What CMS proposes is to test a reduction in the fee to 2.5% and to tack on a flat $16.80 per drug per patient. The agency also wants to test value based purchasing arrangements for drugs in Part B. In the test, doctor’s offices (mostly oncologists and rheumatologists probably) nationwide would be divided into four groups, with a control group getting reimbursed according to the status quo. I’ll spare you further details, all of which are available in the Federal Register proposal.
Predictably, most Democrats, health reform advocates, and liberal consumer groups such as AARP support the experiment. Republicans, conservative and physician-interest groups, and a number of patient advocacy organizations don’t, claiming that the experiment is ill-conceived and will hurt patient access to drugs and thus treatment and the quality of care. The critics also assert that many physicians would end up paying more for some drugs than they get reimbursed—thus losing money.
Pharmaceutical companies, of course, are also vigorously opposed.
A fierce lobbying campaign to kill the proposal is now underway, and it could be successful.
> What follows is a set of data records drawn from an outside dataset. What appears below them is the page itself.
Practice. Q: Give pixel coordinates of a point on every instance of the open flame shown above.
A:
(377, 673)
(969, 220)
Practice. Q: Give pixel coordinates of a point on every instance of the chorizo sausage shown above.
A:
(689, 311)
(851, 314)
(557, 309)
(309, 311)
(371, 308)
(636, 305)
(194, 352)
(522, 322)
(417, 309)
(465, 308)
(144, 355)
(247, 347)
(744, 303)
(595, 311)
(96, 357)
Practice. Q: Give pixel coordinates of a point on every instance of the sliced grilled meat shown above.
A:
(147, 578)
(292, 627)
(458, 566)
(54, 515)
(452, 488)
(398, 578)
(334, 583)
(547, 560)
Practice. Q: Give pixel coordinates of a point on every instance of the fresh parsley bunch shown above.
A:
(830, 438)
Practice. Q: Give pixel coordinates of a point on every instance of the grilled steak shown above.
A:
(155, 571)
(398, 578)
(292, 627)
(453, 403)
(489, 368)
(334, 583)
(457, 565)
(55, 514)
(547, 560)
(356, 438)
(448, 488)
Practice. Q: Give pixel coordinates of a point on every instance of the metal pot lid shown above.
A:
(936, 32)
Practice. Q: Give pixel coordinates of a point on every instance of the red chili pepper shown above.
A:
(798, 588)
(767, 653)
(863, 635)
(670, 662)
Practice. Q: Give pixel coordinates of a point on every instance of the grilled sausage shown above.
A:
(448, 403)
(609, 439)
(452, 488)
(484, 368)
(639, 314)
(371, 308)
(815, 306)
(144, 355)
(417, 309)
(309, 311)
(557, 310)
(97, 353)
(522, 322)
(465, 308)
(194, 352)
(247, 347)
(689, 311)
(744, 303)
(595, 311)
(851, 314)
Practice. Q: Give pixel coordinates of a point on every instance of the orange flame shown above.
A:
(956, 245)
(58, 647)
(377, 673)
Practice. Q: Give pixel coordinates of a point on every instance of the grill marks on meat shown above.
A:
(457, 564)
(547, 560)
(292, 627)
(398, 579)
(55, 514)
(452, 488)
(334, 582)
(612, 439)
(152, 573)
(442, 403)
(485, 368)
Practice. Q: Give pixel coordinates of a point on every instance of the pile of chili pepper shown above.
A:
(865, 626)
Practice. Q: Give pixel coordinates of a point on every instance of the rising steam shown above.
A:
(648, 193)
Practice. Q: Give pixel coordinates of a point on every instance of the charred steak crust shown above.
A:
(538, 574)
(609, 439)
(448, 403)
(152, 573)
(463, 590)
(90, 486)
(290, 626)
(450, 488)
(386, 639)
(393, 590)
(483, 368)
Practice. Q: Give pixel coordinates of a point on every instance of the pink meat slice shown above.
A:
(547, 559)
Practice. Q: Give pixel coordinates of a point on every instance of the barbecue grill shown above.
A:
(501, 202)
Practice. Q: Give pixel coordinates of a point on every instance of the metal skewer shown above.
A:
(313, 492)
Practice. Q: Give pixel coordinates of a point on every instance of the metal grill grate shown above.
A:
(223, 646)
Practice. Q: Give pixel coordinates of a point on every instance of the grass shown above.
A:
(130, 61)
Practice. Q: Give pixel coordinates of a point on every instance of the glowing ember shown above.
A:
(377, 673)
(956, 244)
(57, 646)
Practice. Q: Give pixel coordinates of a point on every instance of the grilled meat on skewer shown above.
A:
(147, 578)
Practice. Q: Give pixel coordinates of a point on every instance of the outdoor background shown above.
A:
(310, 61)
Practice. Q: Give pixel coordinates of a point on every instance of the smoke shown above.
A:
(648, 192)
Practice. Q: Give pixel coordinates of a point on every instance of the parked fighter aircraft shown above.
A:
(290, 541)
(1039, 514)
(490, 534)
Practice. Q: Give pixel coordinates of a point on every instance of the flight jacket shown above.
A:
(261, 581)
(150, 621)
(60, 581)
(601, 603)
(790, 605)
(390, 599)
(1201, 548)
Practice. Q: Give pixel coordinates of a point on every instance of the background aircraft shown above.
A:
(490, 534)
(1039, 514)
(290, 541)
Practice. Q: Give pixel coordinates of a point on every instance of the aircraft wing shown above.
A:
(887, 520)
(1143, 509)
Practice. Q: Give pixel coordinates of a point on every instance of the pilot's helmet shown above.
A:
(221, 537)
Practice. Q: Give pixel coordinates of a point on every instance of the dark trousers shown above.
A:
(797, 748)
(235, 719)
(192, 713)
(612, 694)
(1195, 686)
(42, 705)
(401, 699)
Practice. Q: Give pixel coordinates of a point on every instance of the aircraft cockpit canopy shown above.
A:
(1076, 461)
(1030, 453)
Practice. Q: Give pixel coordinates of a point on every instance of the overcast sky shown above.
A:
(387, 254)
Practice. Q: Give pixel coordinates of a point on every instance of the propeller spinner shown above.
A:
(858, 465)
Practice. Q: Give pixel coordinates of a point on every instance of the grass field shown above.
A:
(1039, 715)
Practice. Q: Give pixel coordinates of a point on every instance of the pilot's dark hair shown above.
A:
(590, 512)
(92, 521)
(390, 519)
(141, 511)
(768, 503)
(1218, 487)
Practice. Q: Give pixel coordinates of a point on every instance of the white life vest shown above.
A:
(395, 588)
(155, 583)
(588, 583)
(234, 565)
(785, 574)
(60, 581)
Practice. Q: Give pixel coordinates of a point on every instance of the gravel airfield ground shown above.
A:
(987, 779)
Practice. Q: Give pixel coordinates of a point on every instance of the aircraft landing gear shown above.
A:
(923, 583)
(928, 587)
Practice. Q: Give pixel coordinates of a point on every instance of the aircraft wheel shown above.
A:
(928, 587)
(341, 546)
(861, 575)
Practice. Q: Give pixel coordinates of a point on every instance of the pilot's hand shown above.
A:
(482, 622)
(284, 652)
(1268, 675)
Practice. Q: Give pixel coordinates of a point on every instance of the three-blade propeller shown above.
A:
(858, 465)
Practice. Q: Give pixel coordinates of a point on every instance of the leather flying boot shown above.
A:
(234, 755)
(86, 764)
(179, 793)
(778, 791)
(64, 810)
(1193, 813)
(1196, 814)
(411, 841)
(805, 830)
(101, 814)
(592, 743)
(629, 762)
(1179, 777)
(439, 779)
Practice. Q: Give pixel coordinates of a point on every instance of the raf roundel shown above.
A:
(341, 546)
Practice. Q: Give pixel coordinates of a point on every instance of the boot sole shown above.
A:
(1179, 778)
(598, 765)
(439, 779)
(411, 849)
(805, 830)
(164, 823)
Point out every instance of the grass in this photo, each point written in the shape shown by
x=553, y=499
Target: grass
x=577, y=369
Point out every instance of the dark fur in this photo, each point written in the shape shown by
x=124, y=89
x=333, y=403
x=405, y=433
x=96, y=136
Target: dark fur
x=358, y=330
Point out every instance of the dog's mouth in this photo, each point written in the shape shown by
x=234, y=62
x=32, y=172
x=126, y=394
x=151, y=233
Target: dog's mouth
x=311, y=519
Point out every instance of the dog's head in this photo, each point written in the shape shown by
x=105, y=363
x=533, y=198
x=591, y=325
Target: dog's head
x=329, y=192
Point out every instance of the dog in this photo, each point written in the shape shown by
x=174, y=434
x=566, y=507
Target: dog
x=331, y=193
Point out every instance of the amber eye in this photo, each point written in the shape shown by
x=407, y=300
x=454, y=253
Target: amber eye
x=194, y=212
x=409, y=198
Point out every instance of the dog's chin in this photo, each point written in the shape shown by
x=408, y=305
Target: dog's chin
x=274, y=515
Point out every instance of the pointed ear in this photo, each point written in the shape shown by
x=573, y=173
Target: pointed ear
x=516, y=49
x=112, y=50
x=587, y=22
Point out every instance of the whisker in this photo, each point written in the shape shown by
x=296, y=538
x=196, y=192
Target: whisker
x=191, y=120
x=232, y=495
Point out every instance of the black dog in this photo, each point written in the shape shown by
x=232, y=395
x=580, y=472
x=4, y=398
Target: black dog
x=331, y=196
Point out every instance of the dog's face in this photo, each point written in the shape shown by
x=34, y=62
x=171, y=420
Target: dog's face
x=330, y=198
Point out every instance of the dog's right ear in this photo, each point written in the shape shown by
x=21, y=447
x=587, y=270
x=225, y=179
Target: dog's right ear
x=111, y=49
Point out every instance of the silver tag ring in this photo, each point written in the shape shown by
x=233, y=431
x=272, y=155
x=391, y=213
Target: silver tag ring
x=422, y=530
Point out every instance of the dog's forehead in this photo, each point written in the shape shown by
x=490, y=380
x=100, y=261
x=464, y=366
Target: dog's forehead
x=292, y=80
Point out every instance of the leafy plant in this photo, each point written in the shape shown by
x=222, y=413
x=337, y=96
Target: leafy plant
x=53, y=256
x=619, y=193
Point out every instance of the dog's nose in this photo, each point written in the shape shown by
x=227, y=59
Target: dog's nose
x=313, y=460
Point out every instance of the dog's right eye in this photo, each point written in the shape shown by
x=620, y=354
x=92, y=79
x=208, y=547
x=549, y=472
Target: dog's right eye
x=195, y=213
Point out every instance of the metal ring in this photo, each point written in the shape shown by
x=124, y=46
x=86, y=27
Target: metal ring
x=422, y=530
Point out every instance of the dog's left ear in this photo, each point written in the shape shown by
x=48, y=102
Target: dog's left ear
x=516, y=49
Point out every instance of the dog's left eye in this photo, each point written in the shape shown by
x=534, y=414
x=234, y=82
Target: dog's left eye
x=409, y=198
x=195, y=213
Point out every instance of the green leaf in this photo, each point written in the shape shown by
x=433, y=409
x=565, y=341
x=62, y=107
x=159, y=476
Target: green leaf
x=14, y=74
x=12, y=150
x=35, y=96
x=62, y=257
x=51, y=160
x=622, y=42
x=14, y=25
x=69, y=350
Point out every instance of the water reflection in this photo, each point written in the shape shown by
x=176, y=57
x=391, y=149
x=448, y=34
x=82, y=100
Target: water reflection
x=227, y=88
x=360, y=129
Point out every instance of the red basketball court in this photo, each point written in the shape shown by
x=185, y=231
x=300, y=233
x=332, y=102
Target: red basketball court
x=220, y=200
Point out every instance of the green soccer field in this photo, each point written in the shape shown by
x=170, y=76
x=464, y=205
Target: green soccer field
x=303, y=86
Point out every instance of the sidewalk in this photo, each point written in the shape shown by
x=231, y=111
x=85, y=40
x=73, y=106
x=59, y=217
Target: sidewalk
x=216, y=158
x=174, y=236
On May 2, a dozen or so House Democrats broke ranks and called for the proposal to be completely scuttled. Another 60 raised concerns in a letter, according to a story in The New York Times. Some Democrats also raised objections at a House hearing on May 17. And every member of the Senate Finance Committee—14 Republicans and 12 Democrats—expressed reservations at a recent hearing. A one paragraph House bill (HR 5122) would bar CMS from implementing the initiative.
As a New York Times story by Robert Pear stated: “Whatever the merits of the proposal, the administration has to date been outmaneuvered on Capitol Hill.”
Public comments on the rule were due to CMS on May 9; it received 1,352. The comments were posted May 19; you can view them here. I have not had time yet to read them.
My take: CMS and the White House should work with Congress to modify the proposal over the next few months. It should not be scuttled. Experiments like this—which are consistent with the move to value- based care and the removal of perverse incentives to deliver pricier care than needed—are essential to making progress on reducing the rate of increase in prescription drug spending.
Steven Findlay is an independent journalist and editor who covers medicine and healthcare policy and technology.